The uniqueness of this project is the number of eVTOL and cargo drone companies involved with different aircraft configurations. We are really looking forward to these tests. The data collected will be essential for the development of future AAM regulatory frameworks.

How long will these trials last?

They are to continue until the opening of the Paris Olympics in July, 2024. The aim for every company involved is to use the testbed for the Games’ preparation. Afterwards, the intent is to commercialise urban air mobility around the Paris region. ADP has said the Cergy-Pontoise vertiport will remain open for as long as it is needed.

Another option is to move the terminal, as it is transportable, and locate it elsewhere, perhaps in Paris during the Olympics, for commercial use. We’re not sure yet how this may work out.

ADP have said there’ll be at least three different vertiports located in the Paris region during the Games. You represent one, which companies are behind the others?

I believe a majority will be located at either existing ADP-owned airfields or heliports around Paris. We may still be involved in constructing some, we are in the middle of discussions, but as ADP own, control and operate the proposed sites, a number will definitely exist during the Games. There are one or two Greenfield locations in the centre of Paris, based in a non-aviation environment, which are presently being looked at.

Do you know where the confirmed locations are in Paris?

I have been told, but am not allowed to divulge this news, yet. Some will be located in central Paris and others close to the Olympic Village.

This leads on to the crux of the series is writing. What is the feasibility of air taxis flying athletes and spectators over Paris during the Olympics? What might be the actual reality? What is your personal view?

First, it is a very ambitious goal and highlights the aspirations of the industry. The Olympics offer a focus, a future objective to aim for.

I am 100 percent confident there’ll be a rich number of eVTOL demonstrations over the Paris skies during the Games, but whether there’ll be passengers on-board is another matter. The objective is to provide commercial services. It all depends on how many eVTOLs have gained full certification by then. It is highly attractive for those companies who have, as this offers a first-to-market potential. What I’ve seen and heard in discussions, everything will be done to make commercial flights happen. We have two years left. A lot can happen in that time.

Joby Aviation the primary eVTOL Flying Athletes and Spectators Around the Paris Olympics? (Pic: Joby)

Surely, only Joby and EHang may have secured full certification by the Olympics. If so, could these two be flying commercially?

I agree with you about Joby as it is the front-runner. I question EHang though. I am not sure whether the company would be allowed to fly in the U.S or Europe under its present Chinese certification. In Europe, Volocopter is the leader and are best placed to achieve EASA full certification in time for the Games.
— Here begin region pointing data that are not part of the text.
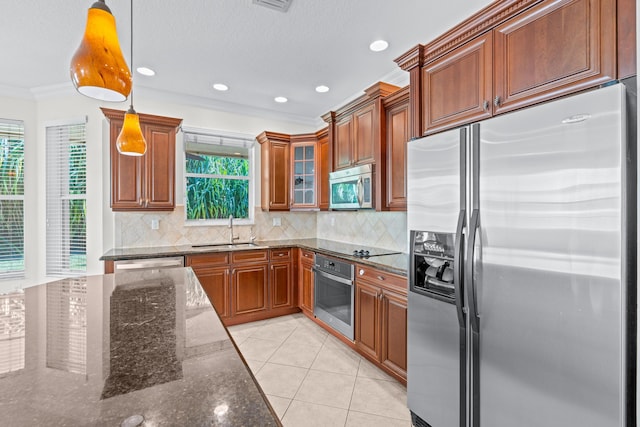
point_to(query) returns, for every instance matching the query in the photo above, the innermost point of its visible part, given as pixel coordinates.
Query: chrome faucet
(231, 236)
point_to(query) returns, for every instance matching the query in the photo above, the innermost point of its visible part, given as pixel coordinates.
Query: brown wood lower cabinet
(249, 289)
(215, 282)
(281, 284)
(305, 281)
(244, 286)
(381, 319)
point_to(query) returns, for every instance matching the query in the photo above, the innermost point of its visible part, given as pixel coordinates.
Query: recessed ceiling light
(379, 45)
(146, 71)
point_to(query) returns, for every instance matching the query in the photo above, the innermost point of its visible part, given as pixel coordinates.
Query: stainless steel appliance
(147, 264)
(522, 272)
(351, 188)
(333, 293)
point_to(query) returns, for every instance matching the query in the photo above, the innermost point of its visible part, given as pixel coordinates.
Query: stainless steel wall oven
(333, 302)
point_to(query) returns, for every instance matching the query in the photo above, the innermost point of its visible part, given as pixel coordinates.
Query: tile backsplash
(367, 228)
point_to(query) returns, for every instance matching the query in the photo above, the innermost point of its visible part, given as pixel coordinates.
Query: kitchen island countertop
(96, 350)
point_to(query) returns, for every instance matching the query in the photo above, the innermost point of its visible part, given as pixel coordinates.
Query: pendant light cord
(132, 69)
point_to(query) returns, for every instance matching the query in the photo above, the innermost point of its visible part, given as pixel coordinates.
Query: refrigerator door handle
(473, 305)
(459, 268)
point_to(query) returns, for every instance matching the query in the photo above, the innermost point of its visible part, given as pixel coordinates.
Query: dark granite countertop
(96, 350)
(397, 263)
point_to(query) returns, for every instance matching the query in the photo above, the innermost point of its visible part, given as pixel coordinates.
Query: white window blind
(12, 332)
(218, 176)
(11, 199)
(67, 326)
(66, 200)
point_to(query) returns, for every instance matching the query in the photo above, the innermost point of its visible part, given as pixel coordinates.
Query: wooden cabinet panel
(342, 143)
(238, 257)
(367, 318)
(127, 175)
(208, 259)
(393, 353)
(626, 38)
(381, 319)
(249, 289)
(458, 87)
(397, 124)
(306, 281)
(279, 182)
(364, 137)
(215, 282)
(146, 182)
(281, 282)
(555, 48)
(274, 153)
(324, 167)
(161, 164)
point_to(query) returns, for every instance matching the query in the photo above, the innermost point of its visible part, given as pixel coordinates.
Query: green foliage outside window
(11, 204)
(217, 186)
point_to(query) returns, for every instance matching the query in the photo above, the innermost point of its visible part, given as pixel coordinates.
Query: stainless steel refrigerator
(522, 273)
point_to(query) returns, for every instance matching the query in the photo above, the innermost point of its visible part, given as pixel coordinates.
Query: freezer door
(435, 182)
(547, 264)
(433, 375)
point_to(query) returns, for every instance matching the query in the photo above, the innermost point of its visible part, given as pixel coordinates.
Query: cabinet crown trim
(376, 91)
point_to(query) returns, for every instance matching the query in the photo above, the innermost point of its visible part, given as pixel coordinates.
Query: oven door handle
(360, 195)
(332, 277)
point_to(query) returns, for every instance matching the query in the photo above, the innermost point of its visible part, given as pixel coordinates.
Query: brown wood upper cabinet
(555, 48)
(274, 161)
(457, 88)
(145, 183)
(295, 170)
(516, 53)
(356, 130)
(552, 49)
(396, 108)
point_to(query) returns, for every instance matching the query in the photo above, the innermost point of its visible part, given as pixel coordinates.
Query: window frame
(208, 136)
(19, 273)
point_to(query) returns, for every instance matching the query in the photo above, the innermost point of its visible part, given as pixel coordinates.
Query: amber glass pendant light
(98, 69)
(131, 142)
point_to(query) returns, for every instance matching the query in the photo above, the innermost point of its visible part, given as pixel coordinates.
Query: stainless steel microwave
(351, 188)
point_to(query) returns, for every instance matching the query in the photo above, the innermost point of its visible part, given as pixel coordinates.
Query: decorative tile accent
(367, 228)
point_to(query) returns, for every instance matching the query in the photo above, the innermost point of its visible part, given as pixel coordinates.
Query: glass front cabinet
(303, 183)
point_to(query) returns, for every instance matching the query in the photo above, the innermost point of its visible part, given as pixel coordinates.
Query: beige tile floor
(313, 379)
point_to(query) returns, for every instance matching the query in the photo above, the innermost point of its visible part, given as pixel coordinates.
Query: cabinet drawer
(382, 278)
(280, 254)
(249, 256)
(213, 258)
(307, 255)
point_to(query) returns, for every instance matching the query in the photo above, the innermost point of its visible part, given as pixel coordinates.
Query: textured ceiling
(258, 52)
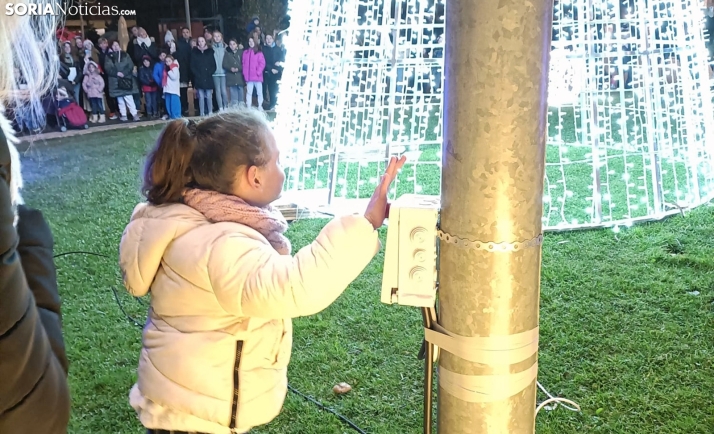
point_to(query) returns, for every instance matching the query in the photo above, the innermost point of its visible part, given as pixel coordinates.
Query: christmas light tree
(630, 119)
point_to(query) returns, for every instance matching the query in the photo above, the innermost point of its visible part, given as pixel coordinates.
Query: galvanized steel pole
(495, 111)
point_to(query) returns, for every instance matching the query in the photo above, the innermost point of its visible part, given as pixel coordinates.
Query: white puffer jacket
(221, 304)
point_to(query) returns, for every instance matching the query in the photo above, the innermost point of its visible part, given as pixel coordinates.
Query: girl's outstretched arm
(251, 279)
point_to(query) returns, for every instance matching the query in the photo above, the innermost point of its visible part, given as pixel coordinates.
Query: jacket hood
(91, 63)
(149, 233)
(15, 172)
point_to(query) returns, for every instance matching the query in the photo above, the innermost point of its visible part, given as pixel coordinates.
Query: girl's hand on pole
(378, 207)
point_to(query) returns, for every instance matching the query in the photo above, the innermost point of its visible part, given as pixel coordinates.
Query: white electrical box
(409, 276)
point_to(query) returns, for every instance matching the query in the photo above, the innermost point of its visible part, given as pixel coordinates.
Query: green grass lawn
(622, 332)
(626, 173)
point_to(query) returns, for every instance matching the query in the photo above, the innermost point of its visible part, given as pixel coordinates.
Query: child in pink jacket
(224, 283)
(93, 85)
(253, 67)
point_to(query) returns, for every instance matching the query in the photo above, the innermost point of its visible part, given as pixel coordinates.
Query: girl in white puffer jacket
(224, 286)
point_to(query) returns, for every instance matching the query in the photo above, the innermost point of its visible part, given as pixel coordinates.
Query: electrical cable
(427, 352)
(308, 398)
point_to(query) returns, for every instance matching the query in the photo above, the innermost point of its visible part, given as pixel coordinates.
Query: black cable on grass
(138, 324)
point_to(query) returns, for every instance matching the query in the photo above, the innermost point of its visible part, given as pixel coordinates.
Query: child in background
(158, 75)
(253, 68)
(149, 87)
(93, 85)
(172, 87)
(224, 285)
(233, 64)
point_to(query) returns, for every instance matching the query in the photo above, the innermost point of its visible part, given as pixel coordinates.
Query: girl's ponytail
(167, 172)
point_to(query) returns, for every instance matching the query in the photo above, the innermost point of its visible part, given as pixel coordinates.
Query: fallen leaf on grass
(342, 388)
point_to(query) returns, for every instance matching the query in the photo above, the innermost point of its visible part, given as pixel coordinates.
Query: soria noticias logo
(56, 9)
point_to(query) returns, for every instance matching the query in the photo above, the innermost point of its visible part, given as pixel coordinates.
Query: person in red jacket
(253, 68)
(34, 394)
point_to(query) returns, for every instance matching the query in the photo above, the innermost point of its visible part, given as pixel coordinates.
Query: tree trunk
(270, 13)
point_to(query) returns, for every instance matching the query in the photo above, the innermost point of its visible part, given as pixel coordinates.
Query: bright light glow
(630, 119)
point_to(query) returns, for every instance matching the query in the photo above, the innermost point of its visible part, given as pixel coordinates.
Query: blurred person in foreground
(34, 395)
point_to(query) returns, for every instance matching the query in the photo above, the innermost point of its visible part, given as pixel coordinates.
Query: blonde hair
(28, 43)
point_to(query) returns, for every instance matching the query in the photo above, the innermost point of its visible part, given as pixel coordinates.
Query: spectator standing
(233, 64)
(150, 87)
(253, 68)
(203, 65)
(171, 84)
(93, 85)
(158, 74)
(254, 22)
(273, 70)
(183, 56)
(102, 53)
(71, 70)
(219, 77)
(122, 85)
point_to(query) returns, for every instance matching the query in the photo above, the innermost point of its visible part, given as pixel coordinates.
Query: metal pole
(495, 126)
(188, 15)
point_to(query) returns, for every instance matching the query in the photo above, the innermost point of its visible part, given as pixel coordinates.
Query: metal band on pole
(495, 127)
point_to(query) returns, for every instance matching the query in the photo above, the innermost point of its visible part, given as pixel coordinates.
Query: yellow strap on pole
(486, 388)
(486, 350)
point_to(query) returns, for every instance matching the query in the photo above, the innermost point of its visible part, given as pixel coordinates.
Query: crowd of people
(148, 80)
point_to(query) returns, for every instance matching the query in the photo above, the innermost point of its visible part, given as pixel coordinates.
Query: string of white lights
(630, 123)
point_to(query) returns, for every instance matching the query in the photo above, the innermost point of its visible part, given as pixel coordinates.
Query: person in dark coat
(273, 70)
(183, 56)
(233, 64)
(144, 46)
(203, 65)
(122, 85)
(34, 394)
(102, 52)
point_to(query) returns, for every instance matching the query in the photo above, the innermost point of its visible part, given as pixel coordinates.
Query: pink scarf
(218, 207)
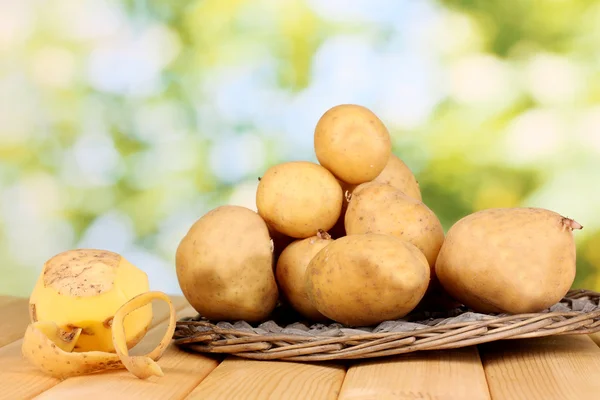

The number one challenge is public safety. The idea that an air taxi crashes during a demonstration over Paris when billions of people are watching on TV is unthinkable. Even worse, God forbid, if it is carrying passengers.

We all know public safety is the number one issue and why the trials at Cergy-Pontoise are so important. So long as everything is fully tested, verified and proven, I don’t see why eVTOLs will be unsafe. Everyone involved in this project is striving to make the industry as safe as can be.

These craft are not toys. The technology is based on many years of aviation heritage and experience alongside the same high standard of regulation found in today’s aviation industry.

Given the Paris Olympics are just two years away, what are the most important aspects to be resolved between now and then?

The trials at Cergy-Pontoise is first and foremost about building confidence. There are not just one or two aspects to focus on, but the whole end to end ecosystem. The preparations leading up to the Olympics whether they are to do with technology, ground to air communication, or regulation, will be comprehensive and rigorous; to make the demonstrations and potential commercial flights at the Paris Olympics as safe as possible.